Pivotal brain functions, such as neurotransmission, cognition, and memory,
decline with advancing age and, especially, in neurodegenerative conditions associated
with aging, such as Alzheimer’s disease (AD). Yet, deterioration in structure and
function of the nervous system during aging or in AD is not uniform throughout the
brain. Selective neuronal vulnerability (SNV) is a general but sometimes overlooked
characteristic of brain aging and AD. There is little known at the molecular level to
account for the phenomenon of SNV. Functional genomic analyses, through unbiased
whole genome expression studies, could lead to new insights into a complex process
such as SNV. Microarray and next-generation sequencing (RNA-Seq) data generated
thus far (as of March 2012) using both human brain tissue and brains from animal
models of aging and AD were analyzed in this chapter. Convergent trends that have
emerged from these data sets were considered in identifying possible molecular and
cellular pathways involved in SNV. It appears that during normal brain aging and in
AD, neurons vulnerable to injury or cell death are characterized by significant decreases
in the expression of genes related to mitochondrial metabolism and energy production.
In AD, vulnerable neurons also exhibit down-regulation of genes related to synaptic
neurotransmission and vesicular transport, cytoskeletal structure and function, and
neurotrophic factor activity. A prominent category of genes that are up-regulated in AD
are those related to inflammatory response and some components of calcium signaling.

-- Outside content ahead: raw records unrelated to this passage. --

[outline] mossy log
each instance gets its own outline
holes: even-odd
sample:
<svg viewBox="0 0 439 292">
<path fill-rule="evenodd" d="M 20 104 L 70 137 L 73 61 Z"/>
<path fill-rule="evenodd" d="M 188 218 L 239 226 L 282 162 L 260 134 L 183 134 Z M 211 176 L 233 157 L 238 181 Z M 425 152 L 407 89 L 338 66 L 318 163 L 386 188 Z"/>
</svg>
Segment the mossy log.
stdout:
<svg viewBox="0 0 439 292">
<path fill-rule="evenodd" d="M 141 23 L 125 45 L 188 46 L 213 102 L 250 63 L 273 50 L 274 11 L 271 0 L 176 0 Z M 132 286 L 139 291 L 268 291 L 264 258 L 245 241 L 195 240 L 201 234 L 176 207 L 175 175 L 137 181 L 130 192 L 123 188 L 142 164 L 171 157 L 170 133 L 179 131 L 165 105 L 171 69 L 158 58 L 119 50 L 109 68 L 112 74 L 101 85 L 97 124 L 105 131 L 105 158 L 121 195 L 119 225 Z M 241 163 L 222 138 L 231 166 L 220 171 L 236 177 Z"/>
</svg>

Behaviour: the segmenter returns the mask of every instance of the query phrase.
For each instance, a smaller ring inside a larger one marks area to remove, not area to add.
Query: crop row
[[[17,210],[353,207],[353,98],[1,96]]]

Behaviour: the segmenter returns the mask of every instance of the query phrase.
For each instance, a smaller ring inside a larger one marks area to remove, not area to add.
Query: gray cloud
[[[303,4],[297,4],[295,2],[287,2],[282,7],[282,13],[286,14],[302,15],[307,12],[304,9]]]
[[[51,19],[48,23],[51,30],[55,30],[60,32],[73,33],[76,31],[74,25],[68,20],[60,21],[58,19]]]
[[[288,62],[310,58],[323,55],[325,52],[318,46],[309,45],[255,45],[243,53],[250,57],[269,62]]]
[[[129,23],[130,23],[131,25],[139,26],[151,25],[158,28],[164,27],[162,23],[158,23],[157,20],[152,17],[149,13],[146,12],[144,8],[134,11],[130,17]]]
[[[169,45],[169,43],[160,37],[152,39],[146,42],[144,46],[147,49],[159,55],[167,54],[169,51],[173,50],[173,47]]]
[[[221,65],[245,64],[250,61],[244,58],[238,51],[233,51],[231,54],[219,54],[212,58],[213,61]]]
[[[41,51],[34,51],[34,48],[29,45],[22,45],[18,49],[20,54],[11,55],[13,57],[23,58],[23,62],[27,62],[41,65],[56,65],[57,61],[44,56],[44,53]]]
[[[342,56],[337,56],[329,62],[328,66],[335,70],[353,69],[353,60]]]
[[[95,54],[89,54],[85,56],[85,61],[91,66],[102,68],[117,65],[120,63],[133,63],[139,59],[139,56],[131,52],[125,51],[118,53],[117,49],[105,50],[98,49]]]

These genomic differences between sensitive and resistant neurons can now be used to
explore the molecular underpinnings of previously suggested mechanisms of cell injury
in aging and AD.
Keywords: Alzheimer’s disease, bioinformatics, biological pathway, brain aging,
calcium signaling, cytoskeleton, energy metabolism, gene expression, gene
ontology, genome, genomics, microarray, mitochondrion, neurobiology, neurodegeneration, neurodegenerative disease, neuroinflammation, neurotrophic
factor, next-generation sequencing, oxidative stress, selective neuronal vulnerability,
synaptic neurotransmission, systems biology, transcriptome.